Sure you can fish the same sort of lures on something like the awesome Major Craft Skyroad Surf 9’6’’, but for sure you know when you’re really trying to push say the Xorus Patchinko surface lure out there. Does it matter? Not really, but what I am trying to do here is explain to you why I think an expensive rod like this APIA Flow Hunt costs what it does. I don’t know the ins and outs of making fishing rods, but I am guessing the quality of carbon in a rod like this is different than in a rod costing say half the price or less - and my next guess is that some higher quality carbon and rolling processes etc. can result in a rod like this being so at ease with anything within its casting range that you clip on.

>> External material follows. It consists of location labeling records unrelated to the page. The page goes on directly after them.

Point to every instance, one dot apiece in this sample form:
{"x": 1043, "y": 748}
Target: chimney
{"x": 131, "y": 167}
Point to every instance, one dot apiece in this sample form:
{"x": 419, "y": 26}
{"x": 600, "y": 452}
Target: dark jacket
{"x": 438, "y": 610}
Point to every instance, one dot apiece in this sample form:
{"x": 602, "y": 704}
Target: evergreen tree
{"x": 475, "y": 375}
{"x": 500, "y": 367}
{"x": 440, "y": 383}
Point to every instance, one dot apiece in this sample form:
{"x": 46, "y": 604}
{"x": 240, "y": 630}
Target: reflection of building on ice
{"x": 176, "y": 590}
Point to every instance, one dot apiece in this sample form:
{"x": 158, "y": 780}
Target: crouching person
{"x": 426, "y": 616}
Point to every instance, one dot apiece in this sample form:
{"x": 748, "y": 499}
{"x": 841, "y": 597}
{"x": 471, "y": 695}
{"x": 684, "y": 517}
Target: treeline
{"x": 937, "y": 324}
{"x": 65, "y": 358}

So I stood on my rock and cast a white Deps Deathadder 6’’ out (15g rigged weedless and weightless), and then twitched it around and got bumped hard on about my third cast. Swine fish! This Flow Hunt works soft plastics like this beautifully - so I’ve got that “feel” of the rod in my head, how effortlessly it puts that particular lure out there, and how well the rod tip works as you help the lure come to life. Next step is to clip on something very different, the Xorus Patchinko, and properly wind it up - but to be honest the rod doesn’t remotely break a sweat with how incredibly easy and efficient it is with the heavier, larger surface lure. There’s just no straining from the rod during the cast. Working the Patchinko at range with my rod tip up is great, no worries at all.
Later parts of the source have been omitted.